Di spettatori ha parlato anche Daniele Urciuolo, raccontando la sua esperienza a Catania, «una splendida piazza, che tra centro città e comuni della provincia conta 600.000 abitanti e potenziali utenti». E proprio il suo festival è tra quelli più radicati sul territorio, «riuscendo a portare sul palco ospiti spesso legati alla Sicilia, dagli attori (Stella Egitto e Katia Greco su tutti) a tecnici, direttori della fotografia, operatori, montatori».
Ugualmente fruttuosa rispetto al rapporto con il territorio è l’esperienza di Pedro Armocida, direttore di un festival dalla spiccata connotazione culturale. «Pesaro nasce nel 1975, fondato da Lino Micciché e Bruno Torri. Fin dagli inizi è stato uno principali festival internazionali, e ha ospitato intellettuali come Pier Paolo Pasolini, Roland Barthes, Umberto Eco, Roberto Rossellini. Il nostro impegno è quello di mantenere quell’ispirazione, anche dando vita a momenti unici che avvengono solo durante il festival. Ad esempio ci stiamo specializzando sulla pellicola, che a torto si penserebbe superata, e abbiamo una sala interamente dedicata a questo tipo di proiezioni, con i cineasti che commentano con il pubblico il loro lavoro. E qualche volta il pubblico ci sorprende, come quando ha riempito la sala del film supertintellettuale con i sottotitoli, snobbando quella che proiettava il blockbuster americano».

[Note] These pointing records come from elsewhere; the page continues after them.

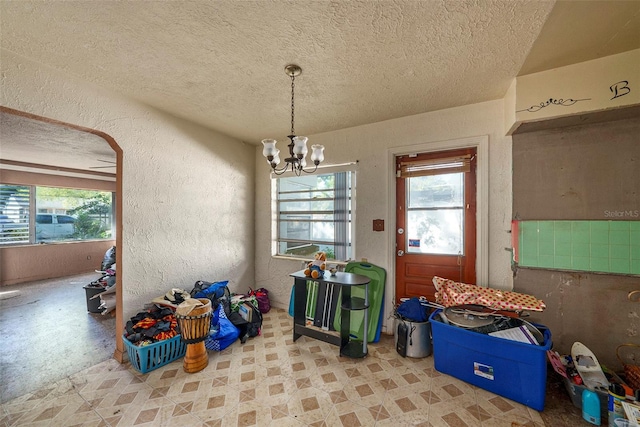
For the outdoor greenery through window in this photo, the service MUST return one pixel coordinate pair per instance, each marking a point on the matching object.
(315, 214)
(34, 214)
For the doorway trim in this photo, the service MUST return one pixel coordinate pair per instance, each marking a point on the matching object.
(119, 350)
(481, 144)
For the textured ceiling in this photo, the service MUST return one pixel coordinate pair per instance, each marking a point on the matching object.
(221, 63)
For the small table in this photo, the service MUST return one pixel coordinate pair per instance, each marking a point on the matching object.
(348, 346)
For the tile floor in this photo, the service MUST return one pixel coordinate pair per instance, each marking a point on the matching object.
(270, 381)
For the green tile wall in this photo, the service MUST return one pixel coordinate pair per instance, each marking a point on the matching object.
(599, 246)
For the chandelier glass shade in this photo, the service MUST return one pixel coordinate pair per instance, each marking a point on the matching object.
(296, 161)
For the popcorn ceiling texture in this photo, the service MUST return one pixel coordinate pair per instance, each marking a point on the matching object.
(187, 191)
(221, 63)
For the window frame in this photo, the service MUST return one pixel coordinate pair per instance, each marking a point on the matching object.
(34, 211)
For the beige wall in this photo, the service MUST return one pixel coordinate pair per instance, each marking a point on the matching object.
(37, 262)
(606, 83)
(188, 192)
(373, 147)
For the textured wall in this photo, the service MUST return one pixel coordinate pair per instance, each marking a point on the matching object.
(188, 207)
(371, 145)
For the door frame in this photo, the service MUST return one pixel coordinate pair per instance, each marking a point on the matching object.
(481, 144)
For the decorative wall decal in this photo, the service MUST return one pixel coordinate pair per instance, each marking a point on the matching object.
(561, 102)
(620, 89)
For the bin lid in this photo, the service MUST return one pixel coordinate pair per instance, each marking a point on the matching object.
(467, 317)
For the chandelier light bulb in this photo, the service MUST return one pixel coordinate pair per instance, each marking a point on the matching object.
(269, 147)
(317, 155)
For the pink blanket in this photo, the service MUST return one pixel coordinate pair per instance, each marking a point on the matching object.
(450, 293)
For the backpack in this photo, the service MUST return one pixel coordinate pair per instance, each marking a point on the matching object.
(217, 292)
(247, 329)
(262, 295)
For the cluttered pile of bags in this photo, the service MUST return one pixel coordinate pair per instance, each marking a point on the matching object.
(234, 316)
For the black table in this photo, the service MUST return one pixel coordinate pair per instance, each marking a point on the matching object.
(344, 281)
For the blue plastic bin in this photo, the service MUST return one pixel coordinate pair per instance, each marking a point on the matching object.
(152, 356)
(515, 370)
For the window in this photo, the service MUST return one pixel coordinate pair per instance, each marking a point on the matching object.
(63, 214)
(315, 213)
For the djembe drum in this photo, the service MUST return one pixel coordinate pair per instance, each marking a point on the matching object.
(194, 329)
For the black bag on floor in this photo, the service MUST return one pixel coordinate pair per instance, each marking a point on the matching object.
(247, 329)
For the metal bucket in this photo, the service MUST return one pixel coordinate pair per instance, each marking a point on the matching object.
(417, 342)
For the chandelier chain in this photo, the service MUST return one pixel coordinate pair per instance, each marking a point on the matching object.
(293, 78)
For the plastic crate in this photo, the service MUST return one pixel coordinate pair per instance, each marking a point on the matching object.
(152, 356)
(515, 370)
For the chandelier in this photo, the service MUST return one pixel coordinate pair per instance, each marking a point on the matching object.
(296, 162)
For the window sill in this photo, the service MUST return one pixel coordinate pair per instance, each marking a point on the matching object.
(299, 259)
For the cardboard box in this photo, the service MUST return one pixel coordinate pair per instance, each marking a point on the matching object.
(515, 370)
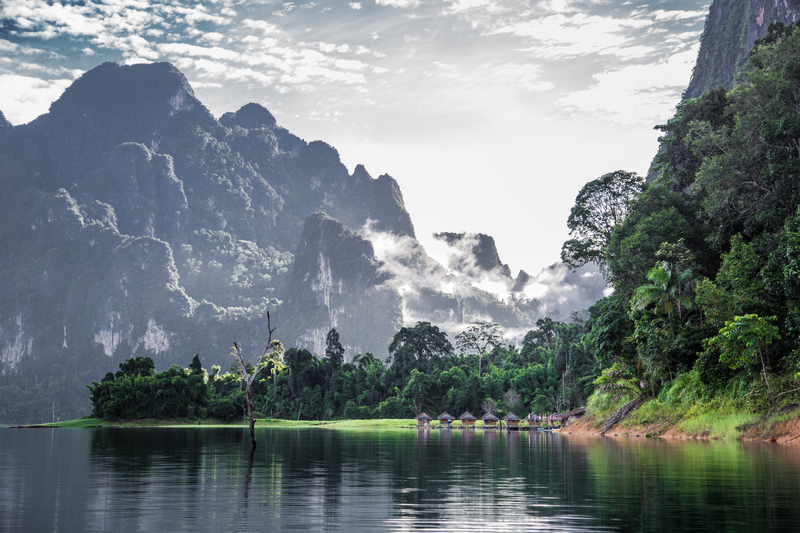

Con Valerio Carocci si è passati infine ad analizzare un fenomeno forse più marginale ma di grande impatto, come l’esperienza dell’arena del Festival Trastevere Rione di Cinema, «nato come un atto politico per ottenere la riapertura della storica sala del Cinema America». Muovere dalla politica alla cultura è stato un passo necessario, ottenuto – puntualizza Valerio Carocci – anche «imparando da quanti, come i direttori qui presenti, hanno un’esperienza di peso alle spalle. Quello che forse a Roma manca è un festival che dialoghi davvero con la città, che abbia la città come sua perla principale. Trastevere è il rione del cinema, quello con più sale chiuse e aperte, quello con il maggior numero di set attivi, e volevamo raccontare questa esperienza, questo rapporto tra cinema e territorio». E conclude: «la nostra presenza ha anche apportato una serie di vantaggi a tutto l’indotto: si pensi ad esempio al mercato rionale che era sempre solo aperto al mattino e che quest’anno abbiamo portato ad aprire anche di notte».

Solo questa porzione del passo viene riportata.